A coalition of traffic lights wants super-fast internet across the nation to open the door for a digital revolution in public services like healthcare and welfare. While implementation has been excruciatingly slow, German network operators have been delivering fiber internet to clients in some places for some years. Finding talent to bridge the gap in national capabilities will be a primary concern for the next administration due to the aging population and decreased migration over the previous several years (Goodman, 2022). On a broad scale, the act mandates that businesses ensure human rights compliance (Shashi et al., 2020). Moreover, they guarantee the prevention of environmental degradation within their direct activities and throughout their entire supply chain.

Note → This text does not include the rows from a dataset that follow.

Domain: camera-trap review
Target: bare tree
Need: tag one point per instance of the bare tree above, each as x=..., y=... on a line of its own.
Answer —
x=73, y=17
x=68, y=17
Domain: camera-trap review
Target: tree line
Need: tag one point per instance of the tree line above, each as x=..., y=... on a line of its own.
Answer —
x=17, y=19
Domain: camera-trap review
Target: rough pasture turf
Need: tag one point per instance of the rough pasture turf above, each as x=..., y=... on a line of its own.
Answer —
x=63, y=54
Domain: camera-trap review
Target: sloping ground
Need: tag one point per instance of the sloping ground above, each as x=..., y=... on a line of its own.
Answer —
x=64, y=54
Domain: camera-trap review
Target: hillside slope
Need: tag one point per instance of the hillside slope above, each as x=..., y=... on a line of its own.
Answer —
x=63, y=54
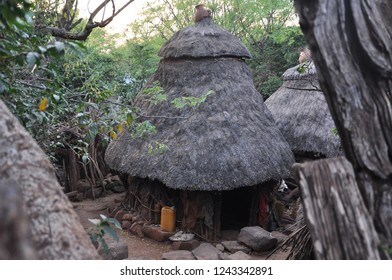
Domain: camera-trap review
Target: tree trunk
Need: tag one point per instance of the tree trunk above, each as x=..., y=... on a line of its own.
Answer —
x=56, y=231
x=336, y=215
x=351, y=46
x=15, y=241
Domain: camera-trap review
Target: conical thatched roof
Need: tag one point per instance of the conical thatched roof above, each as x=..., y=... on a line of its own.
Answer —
x=227, y=142
x=301, y=113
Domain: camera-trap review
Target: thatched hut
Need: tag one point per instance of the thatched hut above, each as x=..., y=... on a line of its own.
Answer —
x=219, y=155
x=302, y=115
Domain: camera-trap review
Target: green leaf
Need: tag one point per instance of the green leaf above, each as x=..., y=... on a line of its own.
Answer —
x=56, y=97
x=115, y=222
x=59, y=46
x=32, y=58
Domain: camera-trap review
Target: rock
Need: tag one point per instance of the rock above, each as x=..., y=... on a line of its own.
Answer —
x=115, y=178
x=117, y=250
x=280, y=236
x=137, y=229
x=206, y=251
x=127, y=217
x=118, y=189
x=234, y=246
x=257, y=238
x=79, y=197
x=82, y=185
x=239, y=256
x=119, y=215
x=155, y=232
x=185, y=245
x=89, y=193
x=125, y=225
x=224, y=256
x=229, y=234
x=220, y=247
x=178, y=255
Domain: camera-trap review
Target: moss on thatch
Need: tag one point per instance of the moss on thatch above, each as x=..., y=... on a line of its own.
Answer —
x=302, y=115
x=227, y=142
x=204, y=39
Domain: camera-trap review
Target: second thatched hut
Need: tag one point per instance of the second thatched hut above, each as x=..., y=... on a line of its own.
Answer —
x=302, y=115
x=213, y=162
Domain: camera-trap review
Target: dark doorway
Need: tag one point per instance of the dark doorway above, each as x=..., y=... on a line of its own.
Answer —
x=235, y=211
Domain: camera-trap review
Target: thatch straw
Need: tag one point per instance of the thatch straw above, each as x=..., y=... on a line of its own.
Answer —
x=205, y=39
x=229, y=141
x=302, y=115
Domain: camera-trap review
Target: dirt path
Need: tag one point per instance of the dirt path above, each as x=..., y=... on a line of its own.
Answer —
x=138, y=248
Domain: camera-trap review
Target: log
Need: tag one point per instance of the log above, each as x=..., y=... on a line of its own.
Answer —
x=15, y=237
x=336, y=215
x=56, y=231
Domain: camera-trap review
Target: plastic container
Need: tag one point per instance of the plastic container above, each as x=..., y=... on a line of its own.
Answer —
x=168, y=219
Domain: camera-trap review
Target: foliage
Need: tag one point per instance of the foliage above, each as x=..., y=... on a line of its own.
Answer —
x=103, y=227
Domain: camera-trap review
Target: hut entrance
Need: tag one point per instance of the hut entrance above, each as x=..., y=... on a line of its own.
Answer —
x=236, y=208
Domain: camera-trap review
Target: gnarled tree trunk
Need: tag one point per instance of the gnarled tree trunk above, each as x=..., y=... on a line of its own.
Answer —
x=56, y=231
x=351, y=44
x=336, y=215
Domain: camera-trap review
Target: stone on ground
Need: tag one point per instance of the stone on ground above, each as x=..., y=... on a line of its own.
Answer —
x=206, y=251
x=178, y=255
x=239, y=256
x=185, y=245
x=234, y=246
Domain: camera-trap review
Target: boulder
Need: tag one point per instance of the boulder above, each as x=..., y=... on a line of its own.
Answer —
x=125, y=225
x=234, y=246
x=239, y=256
x=257, y=238
x=280, y=236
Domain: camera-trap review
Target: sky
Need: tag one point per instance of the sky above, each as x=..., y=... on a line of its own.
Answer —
x=119, y=23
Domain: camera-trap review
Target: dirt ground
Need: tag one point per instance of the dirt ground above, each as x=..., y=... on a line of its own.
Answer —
x=138, y=248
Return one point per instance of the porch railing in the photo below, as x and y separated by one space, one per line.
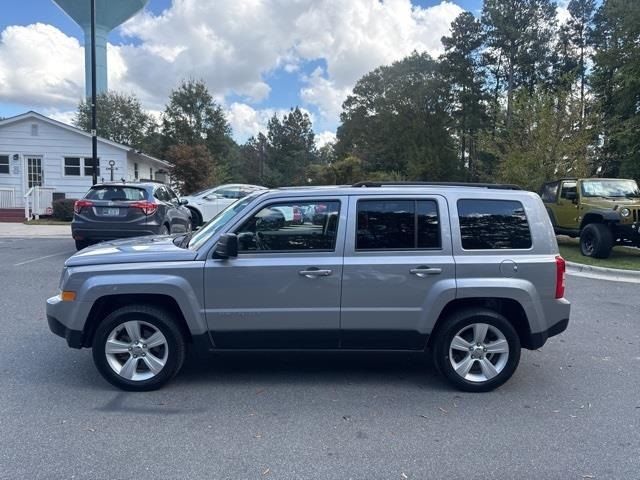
7 198
38 201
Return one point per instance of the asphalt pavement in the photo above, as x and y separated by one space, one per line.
572 410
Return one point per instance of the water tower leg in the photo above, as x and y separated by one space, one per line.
101 60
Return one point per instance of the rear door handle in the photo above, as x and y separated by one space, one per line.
314 272
424 271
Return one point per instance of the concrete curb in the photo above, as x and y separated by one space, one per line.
602 273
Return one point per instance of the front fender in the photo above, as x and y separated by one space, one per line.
186 288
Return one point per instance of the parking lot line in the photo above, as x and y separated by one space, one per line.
43 258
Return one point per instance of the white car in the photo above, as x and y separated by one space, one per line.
206 204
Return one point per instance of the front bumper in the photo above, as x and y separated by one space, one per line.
629 232
54 309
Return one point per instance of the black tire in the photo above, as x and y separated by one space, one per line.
159 319
81 244
455 323
596 241
196 218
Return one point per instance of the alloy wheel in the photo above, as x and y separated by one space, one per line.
136 350
479 352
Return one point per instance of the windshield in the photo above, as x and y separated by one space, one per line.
610 188
214 225
202 193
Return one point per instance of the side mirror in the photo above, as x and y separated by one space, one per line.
227 246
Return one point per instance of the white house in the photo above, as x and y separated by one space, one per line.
37 151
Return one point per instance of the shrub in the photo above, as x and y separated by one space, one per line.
63 209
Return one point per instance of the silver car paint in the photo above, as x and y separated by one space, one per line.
265 291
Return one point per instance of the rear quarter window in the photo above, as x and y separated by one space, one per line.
493 225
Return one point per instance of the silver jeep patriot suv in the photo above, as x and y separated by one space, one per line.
468 272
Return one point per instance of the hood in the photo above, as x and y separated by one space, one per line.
141 249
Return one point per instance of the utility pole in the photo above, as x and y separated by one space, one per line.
94 135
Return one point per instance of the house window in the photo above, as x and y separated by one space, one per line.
88 167
72 166
4 164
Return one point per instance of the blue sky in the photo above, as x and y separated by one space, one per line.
300 58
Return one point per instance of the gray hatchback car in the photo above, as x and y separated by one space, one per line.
469 273
110 211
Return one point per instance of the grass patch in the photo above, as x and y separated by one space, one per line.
626 258
46 221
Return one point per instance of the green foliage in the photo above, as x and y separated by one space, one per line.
192 117
544 142
193 168
119 117
462 68
616 86
396 120
63 209
290 149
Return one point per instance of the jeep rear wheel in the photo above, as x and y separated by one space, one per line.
596 240
477 350
138 348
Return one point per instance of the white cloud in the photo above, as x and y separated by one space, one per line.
325 138
232 45
40 66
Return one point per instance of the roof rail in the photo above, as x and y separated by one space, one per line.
497 186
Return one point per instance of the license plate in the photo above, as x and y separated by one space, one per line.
110 212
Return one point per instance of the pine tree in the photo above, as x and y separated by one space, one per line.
463 71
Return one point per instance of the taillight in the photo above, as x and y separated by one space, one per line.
561 267
80 204
148 208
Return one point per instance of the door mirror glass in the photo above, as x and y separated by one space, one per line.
227 247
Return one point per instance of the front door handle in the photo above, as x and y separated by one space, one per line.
424 271
314 272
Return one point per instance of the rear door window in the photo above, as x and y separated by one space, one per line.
493 225
568 187
115 193
397 225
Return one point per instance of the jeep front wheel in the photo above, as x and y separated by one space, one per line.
138 348
596 240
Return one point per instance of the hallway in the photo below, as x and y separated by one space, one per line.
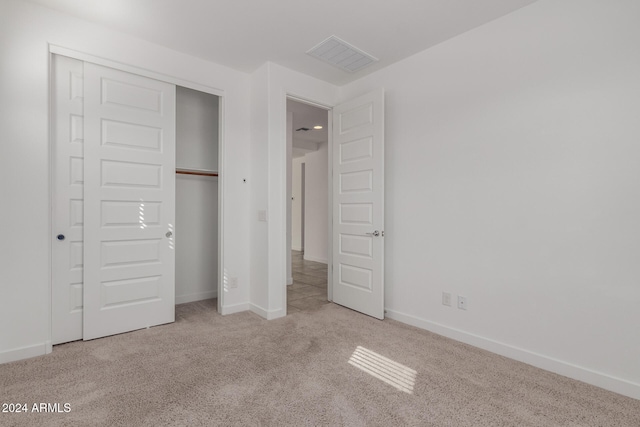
309 289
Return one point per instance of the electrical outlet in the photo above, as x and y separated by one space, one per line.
446 299
233 282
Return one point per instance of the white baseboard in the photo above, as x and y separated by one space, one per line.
235 308
25 352
599 379
267 314
198 296
312 258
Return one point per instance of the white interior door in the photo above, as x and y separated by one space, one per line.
129 202
358 204
68 170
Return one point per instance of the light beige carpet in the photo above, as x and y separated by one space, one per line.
206 369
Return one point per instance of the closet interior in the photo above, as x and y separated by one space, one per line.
196 195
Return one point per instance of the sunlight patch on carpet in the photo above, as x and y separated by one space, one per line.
387 370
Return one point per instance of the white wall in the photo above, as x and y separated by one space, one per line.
25 31
289 191
512 178
296 203
316 223
196 196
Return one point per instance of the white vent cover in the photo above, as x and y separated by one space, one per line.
341 54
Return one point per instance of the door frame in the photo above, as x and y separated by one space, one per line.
329 110
71 53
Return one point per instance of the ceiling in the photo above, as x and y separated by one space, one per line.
244 34
307 116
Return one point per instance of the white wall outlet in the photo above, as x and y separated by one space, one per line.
446 299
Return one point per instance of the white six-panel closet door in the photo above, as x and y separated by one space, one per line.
68 181
129 202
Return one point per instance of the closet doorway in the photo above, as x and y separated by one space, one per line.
134 163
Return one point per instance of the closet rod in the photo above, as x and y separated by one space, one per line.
196 172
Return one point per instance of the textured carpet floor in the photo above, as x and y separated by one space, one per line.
206 369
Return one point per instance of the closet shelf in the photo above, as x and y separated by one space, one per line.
201 172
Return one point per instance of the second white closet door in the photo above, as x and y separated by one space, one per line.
129 202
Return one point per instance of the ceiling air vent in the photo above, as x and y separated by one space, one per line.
342 55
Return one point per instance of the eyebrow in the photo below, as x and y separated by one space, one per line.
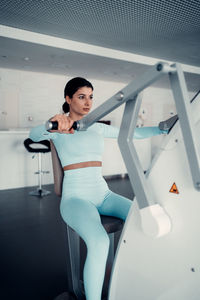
84 94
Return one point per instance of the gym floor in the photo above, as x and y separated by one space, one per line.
33 243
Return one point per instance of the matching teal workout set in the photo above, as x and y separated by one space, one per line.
85 193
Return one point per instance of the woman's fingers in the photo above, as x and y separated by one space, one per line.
65 123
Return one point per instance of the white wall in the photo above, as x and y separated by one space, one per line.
30 98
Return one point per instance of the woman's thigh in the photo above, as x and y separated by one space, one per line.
115 205
84 218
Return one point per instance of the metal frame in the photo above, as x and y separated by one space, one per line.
130 95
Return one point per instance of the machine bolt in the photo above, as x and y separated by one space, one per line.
159 67
119 96
198 185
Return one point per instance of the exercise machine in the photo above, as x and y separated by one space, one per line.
158 253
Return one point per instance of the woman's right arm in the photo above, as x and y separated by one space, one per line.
40 133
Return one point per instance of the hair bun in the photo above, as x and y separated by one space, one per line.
65 107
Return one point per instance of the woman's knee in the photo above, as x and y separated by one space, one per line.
100 243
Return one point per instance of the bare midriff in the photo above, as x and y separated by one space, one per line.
84 164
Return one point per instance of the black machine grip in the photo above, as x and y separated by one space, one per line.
53 125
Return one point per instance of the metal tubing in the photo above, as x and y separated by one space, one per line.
125 140
183 107
127 93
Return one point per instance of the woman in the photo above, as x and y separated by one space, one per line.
85 193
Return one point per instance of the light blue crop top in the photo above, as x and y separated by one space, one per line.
85 145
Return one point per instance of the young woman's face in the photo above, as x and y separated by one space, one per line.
80 103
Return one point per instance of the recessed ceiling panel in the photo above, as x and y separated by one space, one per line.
163 29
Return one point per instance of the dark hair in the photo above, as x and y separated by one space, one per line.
72 87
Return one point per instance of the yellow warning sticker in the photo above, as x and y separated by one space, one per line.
174 189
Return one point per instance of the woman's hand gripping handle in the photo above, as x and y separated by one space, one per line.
61 123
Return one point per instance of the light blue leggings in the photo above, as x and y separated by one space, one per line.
85 196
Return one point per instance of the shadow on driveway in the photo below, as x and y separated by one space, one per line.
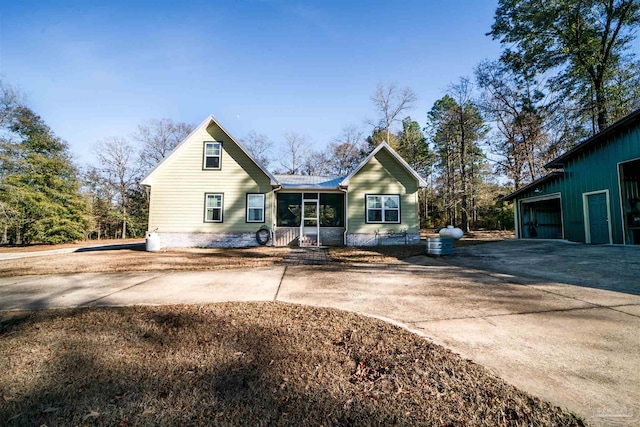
613 268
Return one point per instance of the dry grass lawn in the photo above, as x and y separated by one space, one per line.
139 260
243 364
81 244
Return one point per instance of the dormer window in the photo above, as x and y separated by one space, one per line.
212 155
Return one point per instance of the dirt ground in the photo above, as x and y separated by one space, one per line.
122 260
81 244
235 364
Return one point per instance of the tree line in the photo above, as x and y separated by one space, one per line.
566 72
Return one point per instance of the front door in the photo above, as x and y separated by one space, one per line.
310 224
598 218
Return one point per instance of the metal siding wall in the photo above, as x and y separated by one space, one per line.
597 169
592 170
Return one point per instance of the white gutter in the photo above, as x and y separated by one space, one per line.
346 215
273 214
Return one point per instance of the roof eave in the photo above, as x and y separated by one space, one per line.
148 181
422 183
559 161
531 185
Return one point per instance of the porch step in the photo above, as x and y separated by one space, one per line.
308 256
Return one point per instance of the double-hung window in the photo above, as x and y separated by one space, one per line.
384 209
255 207
213 207
212 155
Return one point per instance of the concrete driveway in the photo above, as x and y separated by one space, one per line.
571 343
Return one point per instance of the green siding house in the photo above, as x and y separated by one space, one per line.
591 193
211 192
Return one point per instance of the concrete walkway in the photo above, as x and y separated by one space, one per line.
576 346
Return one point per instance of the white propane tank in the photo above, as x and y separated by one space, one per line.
153 242
451 232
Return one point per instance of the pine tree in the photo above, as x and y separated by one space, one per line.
40 186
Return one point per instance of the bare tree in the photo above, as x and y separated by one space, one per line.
346 151
390 102
294 152
120 171
10 99
158 138
260 147
316 163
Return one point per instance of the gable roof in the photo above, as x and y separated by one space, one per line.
620 125
148 180
384 146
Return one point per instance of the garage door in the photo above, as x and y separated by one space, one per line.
541 219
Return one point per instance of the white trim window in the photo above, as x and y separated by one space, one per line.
255 207
212 155
383 209
213 207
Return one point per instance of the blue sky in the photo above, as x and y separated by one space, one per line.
98 69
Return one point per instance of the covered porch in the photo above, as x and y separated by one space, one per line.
309 211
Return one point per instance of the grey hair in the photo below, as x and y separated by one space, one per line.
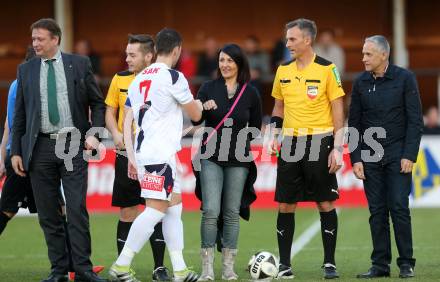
305 25
380 41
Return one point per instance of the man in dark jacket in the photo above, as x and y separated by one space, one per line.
386 104
55 92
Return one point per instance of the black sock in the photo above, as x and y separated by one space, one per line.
285 230
68 245
121 234
329 232
157 245
3 221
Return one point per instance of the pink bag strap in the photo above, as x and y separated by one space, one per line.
226 116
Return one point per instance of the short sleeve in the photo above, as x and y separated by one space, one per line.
180 89
334 84
127 102
276 88
112 98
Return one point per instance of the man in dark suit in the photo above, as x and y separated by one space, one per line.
386 99
55 92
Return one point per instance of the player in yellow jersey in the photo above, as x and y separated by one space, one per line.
309 109
127 192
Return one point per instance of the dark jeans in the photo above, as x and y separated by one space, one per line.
222 188
387 192
46 172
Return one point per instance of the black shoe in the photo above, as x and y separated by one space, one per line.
374 272
89 276
285 272
406 271
330 271
56 278
161 274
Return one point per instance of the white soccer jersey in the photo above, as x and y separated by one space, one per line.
155 96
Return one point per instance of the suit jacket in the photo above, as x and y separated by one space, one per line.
83 94
391 102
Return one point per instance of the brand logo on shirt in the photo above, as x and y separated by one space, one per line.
337 76
150 70
152 182
312 91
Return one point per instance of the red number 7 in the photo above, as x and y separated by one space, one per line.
145 84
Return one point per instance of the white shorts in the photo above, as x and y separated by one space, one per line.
158 181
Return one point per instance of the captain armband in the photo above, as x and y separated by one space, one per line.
278 122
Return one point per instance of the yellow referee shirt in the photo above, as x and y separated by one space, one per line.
307 96
117 93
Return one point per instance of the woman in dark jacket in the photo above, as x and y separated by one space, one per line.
224 174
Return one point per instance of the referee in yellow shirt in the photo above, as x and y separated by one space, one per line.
127 192
309 110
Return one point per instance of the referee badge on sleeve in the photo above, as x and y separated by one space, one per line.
312 91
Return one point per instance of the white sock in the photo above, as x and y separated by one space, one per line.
172 227
140 232
125 257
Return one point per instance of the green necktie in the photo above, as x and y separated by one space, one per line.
54 115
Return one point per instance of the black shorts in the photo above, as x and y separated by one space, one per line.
126 191
16 192
305 177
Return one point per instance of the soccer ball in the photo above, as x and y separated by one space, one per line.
263 265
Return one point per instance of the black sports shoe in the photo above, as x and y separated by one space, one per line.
406 271
330 271
374 272
161 274
285 272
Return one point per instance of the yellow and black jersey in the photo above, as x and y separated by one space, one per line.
307 96
117 93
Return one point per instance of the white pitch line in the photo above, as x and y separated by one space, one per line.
306 237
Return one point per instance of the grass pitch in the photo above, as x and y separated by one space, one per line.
23 254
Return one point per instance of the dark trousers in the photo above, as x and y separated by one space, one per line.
387 192
46 172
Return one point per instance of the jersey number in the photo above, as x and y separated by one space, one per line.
145 84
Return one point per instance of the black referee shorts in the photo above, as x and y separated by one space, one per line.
16 192
126 191
302 174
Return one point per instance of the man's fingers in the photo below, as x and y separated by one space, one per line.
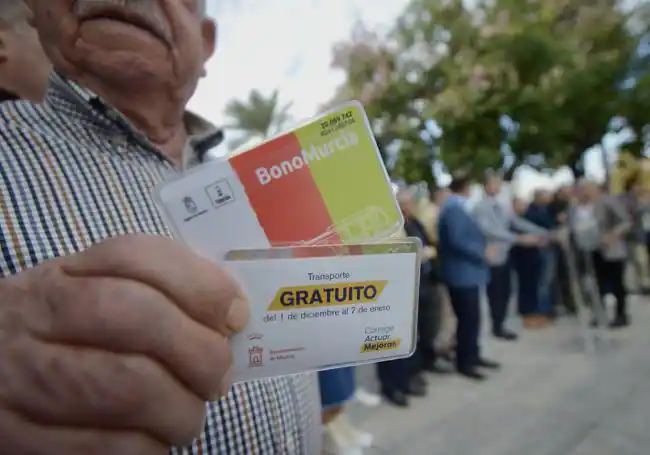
86 388
206 292
124 316
20 436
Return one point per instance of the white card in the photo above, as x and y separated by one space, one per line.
327 310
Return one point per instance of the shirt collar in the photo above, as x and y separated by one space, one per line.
65 93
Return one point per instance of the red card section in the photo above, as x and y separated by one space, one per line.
282 192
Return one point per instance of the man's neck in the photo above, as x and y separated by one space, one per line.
159 116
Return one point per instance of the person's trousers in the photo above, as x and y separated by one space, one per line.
466 304
562 286
394 375
428 327
336 386
526 265
498 293
546 282
610 278
446 337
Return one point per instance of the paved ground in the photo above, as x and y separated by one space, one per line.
551 398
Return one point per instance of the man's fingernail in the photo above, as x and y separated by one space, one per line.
226 381
238 314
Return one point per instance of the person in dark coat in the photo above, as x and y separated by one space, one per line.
24 68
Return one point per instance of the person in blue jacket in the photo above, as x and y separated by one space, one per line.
464 268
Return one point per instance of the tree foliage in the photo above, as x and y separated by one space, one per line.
257 117
558 70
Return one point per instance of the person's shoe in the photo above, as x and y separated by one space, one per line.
437 368
336 441
471 373
371 400
619 322
397 398
362 438
504 334
530 322
488 364
417 387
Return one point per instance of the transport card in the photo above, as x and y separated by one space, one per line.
322 183
322 307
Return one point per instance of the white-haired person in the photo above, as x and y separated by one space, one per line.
598 223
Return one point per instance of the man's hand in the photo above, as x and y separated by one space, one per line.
115 350
428 253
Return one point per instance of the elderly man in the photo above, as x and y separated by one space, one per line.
24 68
497 222
114 339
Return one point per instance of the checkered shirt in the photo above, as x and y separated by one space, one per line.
74 172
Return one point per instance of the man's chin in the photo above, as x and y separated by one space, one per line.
132 71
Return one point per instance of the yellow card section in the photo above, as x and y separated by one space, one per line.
347 168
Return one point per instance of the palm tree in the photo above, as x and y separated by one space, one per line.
258 117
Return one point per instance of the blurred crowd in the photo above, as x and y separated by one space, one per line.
560 253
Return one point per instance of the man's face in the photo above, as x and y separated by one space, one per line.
143 43
24 68
440 196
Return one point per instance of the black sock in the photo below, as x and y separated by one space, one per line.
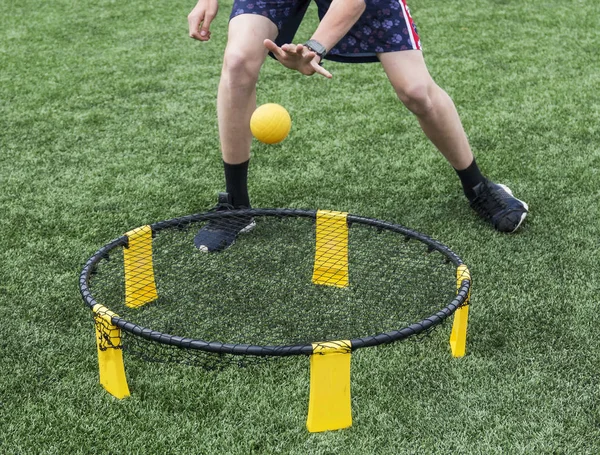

Supply Chain Compliance in the Netherlands

SME value added in the “non-financial business economy” of the Netherlands is 62.3%, which is higher than the E.U. average of 56.4%. The value added of Dutch SMEs increased by 23.6% between 2014 and 2018, slightly more than the 20.7% growth of large businesses (Moshood et al., 2021; Paltinieri et al., 2020; Pan et al., 2021). With the integration of ESG into the SME’s supply chain and mainly focusing on contracts and workforce issues, the value added is anticipated to increase by an average of 3% between 2018 and 2020 (Soriannidis et al., 2021). The development of human capital and access to financing are critical aspects of the Dutch SME policymaking on environmental commitments, good governance, workforce issues, information, cyber security, and also protection of contractors’ rights. The result of these policies is a good work-life balance for employees, high pay, transparent bureaucracy and absence of environmental hazards. Therefore, the issues that might arise are prevented and has not been affecting the supply chain recently.

Supply Chain Compliance in Switzerland

The role of small and medium-sized firms in the Switzerland economy. The vast majority of companies in the country are SMEs, which account for two-thirds of all jobs created in the nation, from the little bakery to the bustling Internet start-up or the machine maker (Norton and Dowd 2018; Oluwafemi et al. 2020; Silva and Figueredo 2020). The general non-financial reporting requirements, including ESG reporting, under the counter-proposal to the Responsible Business Initiative, as included in the Swiss Code of Obligations, requires all SMEs in Switzerland to adhere to the ESG guidelines issued by the European Union (Simoes et al., 2019). The recent reforms in most of the supply chain processes in Switzerland include employee issues such as protection against slavery and human rights, good governance, information and data protection, suppliers and contract agreements, and environmental commitment in their operational activities. However, there are staff shortages issues that sometimes arise in the logistics process in the country. These problems indicate that the policies that sustain the workers’ rights are no longer sufficient for effective supply chain.

Summary of Main Ideas

ESG is a term that has been used broadly to represent environmental, social, and governance issues. Previously, this term was mainly used in the financial sector as a set of criteria against which investors assess the entity’s behaviors which they consider for investment purposes (Shrestha, 2020). However, the term is currently gaining usage in the supply chain discipline. Due to the high number of SMEs and their integration of supply chain processes in most European Union countries, strict adherence to the ESG policies is essential (Shi and Geng, 2021). The United Kingdom, the United States, and Germany have the best correspondence with ESG guidelines concerning the SMEs in their countries. The supply chains used by the SMEs in these countries adhere to the environmental conservation measures set by the governments.